NOTES TO UNAUDITED CONSOLIDATED FINANCIAL STATEMENTS — (CONTINUED)

(Amounts expressed in RMB unless otherwise stated)

 

Details of the customers accounting for 10% or more of total revenues were as follows:

 

Major customers

   Six months ended
June 30, 2006
    Six months ended
June 30, 2007
 

Customer A (related party)

   33 %   16 %

Customer B (related party)

   26 %   —    

Customer C (third party)

   11 %   —    

Customer D (third party)

   —       26 %

Customer E (third party)

   —       21 %

Since August 16, 2006, Customer A and B ceased to be related parties of the group.

Accounts receivable from the 3 customers with the largest receivable balances represents 98% and 100% of the balance of accounts receivable at December 31, 2006 and June 30, 2007, respectively.

 

  b) Concentrations of credit risk

Financial instruments that potentially subject the Group to significant concentrations of credit risk consist principally of cash and cash equivalent and advances to related party suppliers.

The Group places its cash and cash equivalents with high quality financial institutions in the PRC, US and Singapore.

 

  c) Supply risk

The basic raw material in producing solar cells is silicon wafers.

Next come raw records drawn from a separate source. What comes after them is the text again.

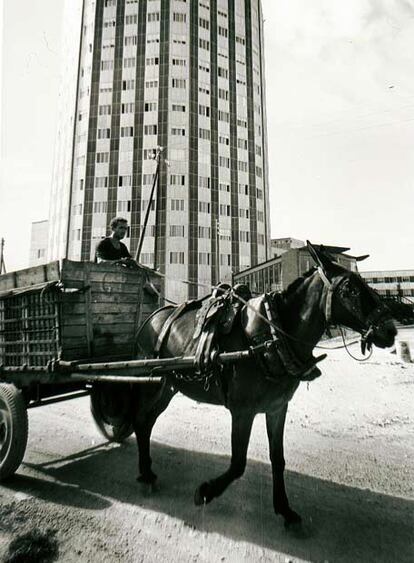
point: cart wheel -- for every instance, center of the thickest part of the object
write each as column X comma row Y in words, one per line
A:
column 110, row 409
column 13, row 429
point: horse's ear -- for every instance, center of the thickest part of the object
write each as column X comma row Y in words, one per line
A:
column 320, row 258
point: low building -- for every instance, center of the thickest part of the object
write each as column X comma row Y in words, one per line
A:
column 396, row 284
column 281, row 270
column 39, row 243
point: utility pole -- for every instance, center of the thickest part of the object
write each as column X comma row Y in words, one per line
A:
column 2, row 263
column 155, row 184
column 217, row 251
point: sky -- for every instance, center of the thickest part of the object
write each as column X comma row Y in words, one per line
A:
column 340, row 107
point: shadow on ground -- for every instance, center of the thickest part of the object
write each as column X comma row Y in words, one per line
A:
column 341, row 523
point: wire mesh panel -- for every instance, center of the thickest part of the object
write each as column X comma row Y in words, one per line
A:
column 29, row 328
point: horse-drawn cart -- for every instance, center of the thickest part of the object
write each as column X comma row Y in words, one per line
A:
column 69, row 329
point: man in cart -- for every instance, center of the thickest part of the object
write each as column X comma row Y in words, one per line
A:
column 111, row 249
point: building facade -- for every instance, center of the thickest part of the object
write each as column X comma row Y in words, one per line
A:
column 281, row 270
column 39, row 238
column 395, row 284
column 187, row 76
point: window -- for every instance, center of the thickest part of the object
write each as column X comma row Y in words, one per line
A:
column 177, row 205
column 204, row 258
column 204, row 110
column 204, row 182
column 176, row 257
column 177, row 231
column 127, row 131
column 223, row 94
column 225, row 259
column 128, row 84
column 224, row 116
column 104, row 133
column 177, row 179
column 223, row 72
column 204, row 232
column 205, row 24
column 204, row 44
column 124, row 206
column 204, row 133
column 145, row 203
column 128, row 108
column 150, row 106
column 105, row 110
column 102, row 157
column 204, row 206
column 131, row 19
column 129, row 62
column 147, row 179
column 107, row 65
column 178, row 83
column 150, row 129
column 149, row 154
column 130, row 40
column 224, row 161
column 177, row 131
column 100, row 206
column 125, row 180
column 153, row 16
column 101, row 182
column 178, row 17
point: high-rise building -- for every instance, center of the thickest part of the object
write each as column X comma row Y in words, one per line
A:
column 38, row 243
column 188, row 76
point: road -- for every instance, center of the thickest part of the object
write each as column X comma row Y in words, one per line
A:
column 350, row 474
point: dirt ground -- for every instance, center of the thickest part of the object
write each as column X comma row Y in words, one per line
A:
column 350, row 474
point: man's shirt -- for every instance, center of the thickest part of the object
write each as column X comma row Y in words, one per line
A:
column 107, row 251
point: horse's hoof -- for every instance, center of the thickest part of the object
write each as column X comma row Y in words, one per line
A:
column 148, row 479
column 201, row 496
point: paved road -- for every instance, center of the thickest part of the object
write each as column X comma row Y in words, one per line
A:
column 349, row 451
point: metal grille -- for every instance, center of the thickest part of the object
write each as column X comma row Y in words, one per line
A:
column 29, row 329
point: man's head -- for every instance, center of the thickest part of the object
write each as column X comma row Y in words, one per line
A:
column 119, row 227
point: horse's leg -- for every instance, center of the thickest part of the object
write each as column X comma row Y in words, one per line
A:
column 240, row 435
column 275, row 424
column 149, row 408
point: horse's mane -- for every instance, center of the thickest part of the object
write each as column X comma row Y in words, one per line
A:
column 293, row 286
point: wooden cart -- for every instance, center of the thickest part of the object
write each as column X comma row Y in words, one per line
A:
column 52, row 318
column 69, row 329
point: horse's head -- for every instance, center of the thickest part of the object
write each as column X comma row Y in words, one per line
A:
column 352, row 303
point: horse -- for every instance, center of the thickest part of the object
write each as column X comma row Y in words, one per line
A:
column 327, row 294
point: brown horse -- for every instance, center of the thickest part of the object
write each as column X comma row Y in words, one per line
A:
column 328, row 294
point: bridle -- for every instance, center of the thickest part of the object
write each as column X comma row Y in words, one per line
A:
column 380, row 313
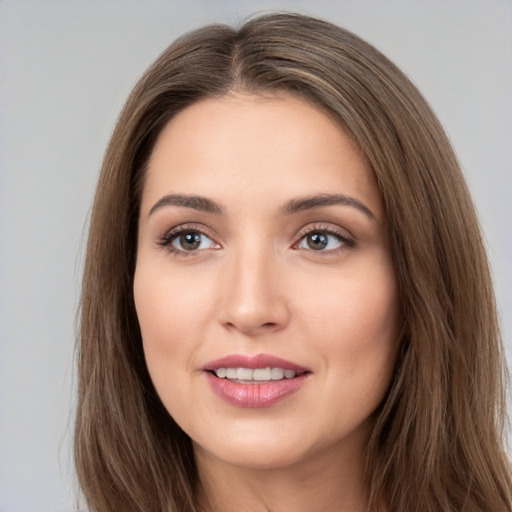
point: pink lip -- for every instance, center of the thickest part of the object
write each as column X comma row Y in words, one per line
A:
column 252, row 362
column 254, row 395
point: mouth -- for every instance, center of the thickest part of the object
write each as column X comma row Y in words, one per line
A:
column 256, row 375
column 254, row 382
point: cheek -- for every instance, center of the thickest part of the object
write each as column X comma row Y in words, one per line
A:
column 355, row 321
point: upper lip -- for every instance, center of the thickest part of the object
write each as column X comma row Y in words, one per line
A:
column 253, row 362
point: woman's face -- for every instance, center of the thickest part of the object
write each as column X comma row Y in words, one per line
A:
column 264, row 284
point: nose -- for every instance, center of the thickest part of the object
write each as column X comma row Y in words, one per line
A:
column 253, row 301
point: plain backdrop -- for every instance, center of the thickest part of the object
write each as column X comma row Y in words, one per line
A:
column 66, row 68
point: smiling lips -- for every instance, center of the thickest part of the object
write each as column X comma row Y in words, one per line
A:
column 254, row 382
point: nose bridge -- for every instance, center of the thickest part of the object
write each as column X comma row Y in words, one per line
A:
column 253, row 301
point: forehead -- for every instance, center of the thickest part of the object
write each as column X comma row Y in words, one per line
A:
column 254, row 147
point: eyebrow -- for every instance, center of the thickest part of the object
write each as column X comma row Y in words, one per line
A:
column 318, row 201
column 200, row 203
column 300, row 204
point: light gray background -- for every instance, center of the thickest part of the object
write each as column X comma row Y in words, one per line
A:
column 66, row 68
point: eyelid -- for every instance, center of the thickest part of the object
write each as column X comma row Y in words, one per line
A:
column 342, row 234
column 165, row 240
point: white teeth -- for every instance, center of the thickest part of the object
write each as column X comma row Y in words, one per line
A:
column 261, row 374
column 231, row 373
column 258, row 374
column 277, row 373
column 244, row 374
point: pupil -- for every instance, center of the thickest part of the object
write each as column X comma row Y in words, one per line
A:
column 190, row 241
column 317, row 241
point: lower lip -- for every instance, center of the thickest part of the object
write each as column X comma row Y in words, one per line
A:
column 255, row 395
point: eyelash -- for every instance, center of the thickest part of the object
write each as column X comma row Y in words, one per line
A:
column 346, row 240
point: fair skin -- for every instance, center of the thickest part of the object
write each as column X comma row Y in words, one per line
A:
column 252, row 268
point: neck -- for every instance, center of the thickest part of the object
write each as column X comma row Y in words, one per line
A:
column 324, row 482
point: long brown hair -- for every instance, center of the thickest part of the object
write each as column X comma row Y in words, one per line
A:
column 437, row 442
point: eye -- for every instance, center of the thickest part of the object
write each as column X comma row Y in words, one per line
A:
column 183, row 240
column 325, row 239
column 318, row 241
column 192, row 241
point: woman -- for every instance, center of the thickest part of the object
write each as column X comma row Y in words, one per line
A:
column 286, row 302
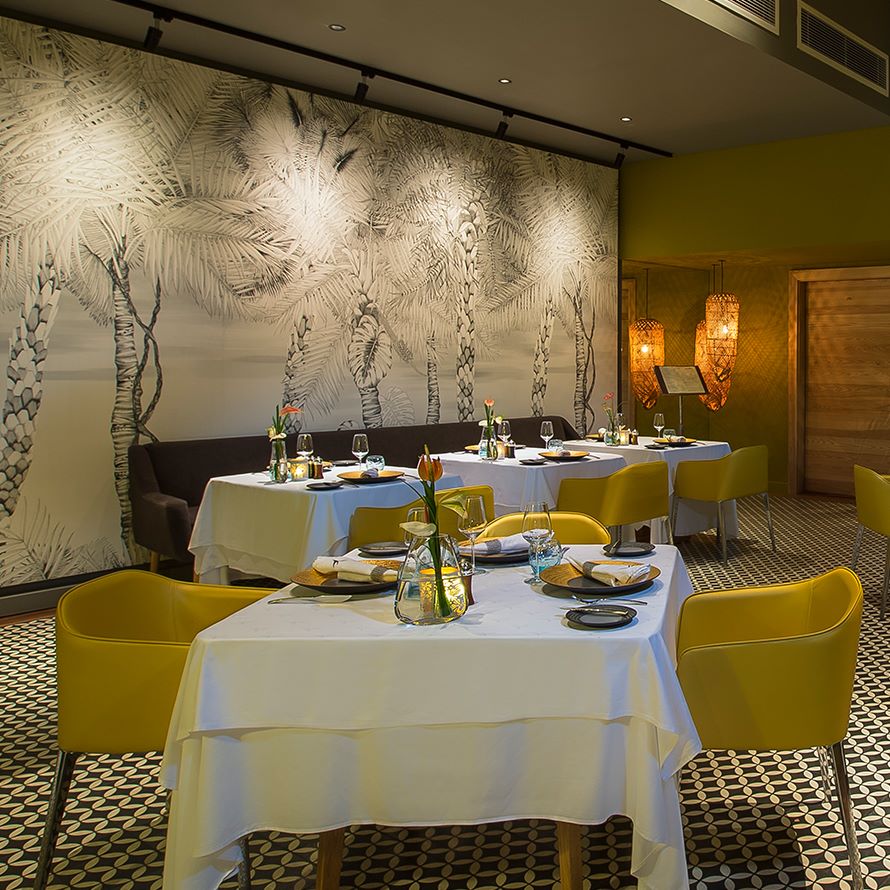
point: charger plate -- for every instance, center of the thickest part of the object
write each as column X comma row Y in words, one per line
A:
column 600, row 617
column 382, row 476
column 567, row 577
column 332, row 584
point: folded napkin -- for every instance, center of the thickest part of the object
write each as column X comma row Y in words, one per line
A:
column 613, row 574
column 510, row 544
column 353, row 569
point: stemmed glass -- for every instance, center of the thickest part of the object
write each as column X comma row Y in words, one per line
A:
column 537, row 529
column 360, row 447
column 471, row 524
column 304, row 444
column 546, row 432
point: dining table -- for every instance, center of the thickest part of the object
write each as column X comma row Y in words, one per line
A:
column 275, row 529
column 309, row 715
column 516, row 484
column 692, row 516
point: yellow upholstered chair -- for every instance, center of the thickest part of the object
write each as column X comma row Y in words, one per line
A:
column 873, row 511
column 569, row 528
column 121, row 645
column 634, row 494
column 771, row 668
column 743, row 472
column 370, row 524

The Group currently depends on few suppliers, such as Jinglong Group, M.SETEK, Renesola and Shunda, for its silicon wafer supply. The Group has entered into long-term supply contracts with these suppliers. The Jinglong Group has an established supply relationship with Hemlock Semiconductor Corporation, which is the world’s largest supplier of polysilicon, the basic raw material for manufacturing silicon wafers. The Group currently depends on Jinglong Group for the supply of a significant portion of our silicon wafer requirements. If Jinglong Group fails to deliver to us sufficient quantities of silicon wafers that meet our timing, quality and cost requirements, we may not be able to find suitable alternative suppliers in a timely manner and we may lose customers, market share and revenue. Although there are a limited number of other silicon wafer suppliers, a change in suppliers could cause a delay in production and a possible loss of sales, which would adversely affect our operating results.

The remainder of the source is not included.